Speaking at a finance symposium at the Treasury Department, Geithner vowed that Congress would raise the debt limit ahead of an August 2 deadline when the government will risk default, adding, "Failure is not an option."
He said President Barack Obama will keep meeting with congressional leaders until a deal to raise the debt limit and slash future deficits is reached.
"We know we don't have a lot of time," Geithner said. "I think the leaders understand we don't have a lot of time, and we want to wrap up the broad outlines of an agreement by the end of this week -- certainly by the end of next week -- so that we have time to legislate it and put it in place."
He told the Women in Finance Investment -- a group whose members manage some $700 billion in U.S. savings assets -- that it was important for investors to know that "the U.S. will act in advance of the limit that we face when our borrowing runs out on August 2."
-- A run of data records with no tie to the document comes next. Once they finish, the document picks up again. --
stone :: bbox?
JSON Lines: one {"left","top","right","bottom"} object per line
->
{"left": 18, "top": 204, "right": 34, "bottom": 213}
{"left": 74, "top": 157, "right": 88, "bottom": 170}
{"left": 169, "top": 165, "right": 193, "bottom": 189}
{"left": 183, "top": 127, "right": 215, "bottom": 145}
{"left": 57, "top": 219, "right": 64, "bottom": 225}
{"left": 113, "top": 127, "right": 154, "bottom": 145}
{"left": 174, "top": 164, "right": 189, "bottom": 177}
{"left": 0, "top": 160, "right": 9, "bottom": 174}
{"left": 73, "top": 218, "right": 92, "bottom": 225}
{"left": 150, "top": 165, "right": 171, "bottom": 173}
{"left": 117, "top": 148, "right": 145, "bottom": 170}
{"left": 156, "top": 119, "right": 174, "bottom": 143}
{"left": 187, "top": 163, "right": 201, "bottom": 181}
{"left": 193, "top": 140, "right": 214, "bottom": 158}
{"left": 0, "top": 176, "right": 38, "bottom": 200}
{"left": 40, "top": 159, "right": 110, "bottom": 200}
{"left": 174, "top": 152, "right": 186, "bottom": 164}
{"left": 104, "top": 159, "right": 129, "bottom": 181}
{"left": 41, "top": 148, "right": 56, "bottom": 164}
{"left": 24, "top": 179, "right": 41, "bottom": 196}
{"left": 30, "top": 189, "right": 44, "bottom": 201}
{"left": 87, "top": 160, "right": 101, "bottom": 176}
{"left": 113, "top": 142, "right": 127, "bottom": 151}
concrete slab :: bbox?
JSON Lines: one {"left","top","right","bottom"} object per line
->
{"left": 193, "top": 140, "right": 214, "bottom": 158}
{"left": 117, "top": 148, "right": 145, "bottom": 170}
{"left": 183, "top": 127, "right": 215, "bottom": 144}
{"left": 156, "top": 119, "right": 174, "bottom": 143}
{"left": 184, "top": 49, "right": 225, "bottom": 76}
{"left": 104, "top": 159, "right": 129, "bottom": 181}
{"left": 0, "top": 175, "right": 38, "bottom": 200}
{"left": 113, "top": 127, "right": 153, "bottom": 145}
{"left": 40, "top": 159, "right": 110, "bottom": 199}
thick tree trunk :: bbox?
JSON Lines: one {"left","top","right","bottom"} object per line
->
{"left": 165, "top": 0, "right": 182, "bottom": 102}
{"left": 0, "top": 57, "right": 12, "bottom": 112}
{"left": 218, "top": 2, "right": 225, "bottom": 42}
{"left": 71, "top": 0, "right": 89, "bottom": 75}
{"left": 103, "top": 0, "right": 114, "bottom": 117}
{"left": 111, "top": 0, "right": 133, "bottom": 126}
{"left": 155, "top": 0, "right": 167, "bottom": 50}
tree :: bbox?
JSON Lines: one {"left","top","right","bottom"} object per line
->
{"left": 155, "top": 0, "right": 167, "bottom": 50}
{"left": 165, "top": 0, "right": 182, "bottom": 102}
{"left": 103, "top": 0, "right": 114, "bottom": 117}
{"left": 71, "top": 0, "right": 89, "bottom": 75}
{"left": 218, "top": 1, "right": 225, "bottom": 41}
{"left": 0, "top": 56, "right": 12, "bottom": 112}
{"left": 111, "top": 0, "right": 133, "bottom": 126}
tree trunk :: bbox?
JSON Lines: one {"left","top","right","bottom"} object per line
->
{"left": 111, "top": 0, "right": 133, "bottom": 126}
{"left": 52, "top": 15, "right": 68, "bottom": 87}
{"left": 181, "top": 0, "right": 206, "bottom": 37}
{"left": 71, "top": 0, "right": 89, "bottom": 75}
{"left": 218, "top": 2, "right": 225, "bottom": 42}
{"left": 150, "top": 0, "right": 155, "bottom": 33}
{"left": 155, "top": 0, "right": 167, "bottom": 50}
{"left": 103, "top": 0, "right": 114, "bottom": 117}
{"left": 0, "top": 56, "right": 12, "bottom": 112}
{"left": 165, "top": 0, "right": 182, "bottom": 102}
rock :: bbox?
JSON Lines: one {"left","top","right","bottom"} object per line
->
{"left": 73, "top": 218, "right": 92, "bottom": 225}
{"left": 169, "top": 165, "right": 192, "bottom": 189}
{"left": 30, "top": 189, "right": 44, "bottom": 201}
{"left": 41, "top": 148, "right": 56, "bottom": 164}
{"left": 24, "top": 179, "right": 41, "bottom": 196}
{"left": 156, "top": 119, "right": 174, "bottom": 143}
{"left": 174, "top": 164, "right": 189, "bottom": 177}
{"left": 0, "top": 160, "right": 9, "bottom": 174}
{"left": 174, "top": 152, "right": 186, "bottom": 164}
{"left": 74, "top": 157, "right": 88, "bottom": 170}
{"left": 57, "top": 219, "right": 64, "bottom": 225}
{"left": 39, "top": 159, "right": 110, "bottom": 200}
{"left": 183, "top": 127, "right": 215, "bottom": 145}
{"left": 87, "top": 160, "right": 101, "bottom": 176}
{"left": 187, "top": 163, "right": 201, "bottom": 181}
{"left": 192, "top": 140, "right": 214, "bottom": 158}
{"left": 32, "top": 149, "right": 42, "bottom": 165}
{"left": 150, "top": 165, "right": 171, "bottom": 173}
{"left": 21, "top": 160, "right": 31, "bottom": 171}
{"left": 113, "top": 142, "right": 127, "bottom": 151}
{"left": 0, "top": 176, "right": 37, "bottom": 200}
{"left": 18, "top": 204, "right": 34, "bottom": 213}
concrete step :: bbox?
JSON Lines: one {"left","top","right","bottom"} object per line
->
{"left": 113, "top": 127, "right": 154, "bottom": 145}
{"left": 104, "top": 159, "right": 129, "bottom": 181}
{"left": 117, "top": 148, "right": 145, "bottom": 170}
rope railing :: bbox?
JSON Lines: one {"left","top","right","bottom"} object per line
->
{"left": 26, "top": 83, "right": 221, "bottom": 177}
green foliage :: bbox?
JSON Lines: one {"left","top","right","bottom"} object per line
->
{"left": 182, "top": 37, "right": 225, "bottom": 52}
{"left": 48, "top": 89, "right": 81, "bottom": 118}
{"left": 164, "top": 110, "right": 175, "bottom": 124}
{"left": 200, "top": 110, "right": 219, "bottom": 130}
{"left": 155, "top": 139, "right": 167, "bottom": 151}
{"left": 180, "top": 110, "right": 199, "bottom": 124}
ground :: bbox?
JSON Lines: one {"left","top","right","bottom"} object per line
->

Thus far, Treasury yields have reflected little concern about default among investors and have benefited from safe-haven capital flows amid continuing financial turmoil in Europe and weak economic data. The benchmark 10-year Treasury note yield was well below 3 percent, dipping to its lowest point since early December early on Tuesday.
That could change as the August 2 deadline approaches if no deal is in place.
Geithner also said that any deal to cut deficits would have to be good for U.S. economic growth and would have to include some increased tax burden for the wealthy.
He said Obama has shown willingness to make some responsible cuts to entitlements and wants Republicans "to do some difficult things too."
"The president has proposed some very sensible tax reforms that would eliminate loopholes and ask the wealthiest Americans to pay a modest additional share of the burden," Geithner said.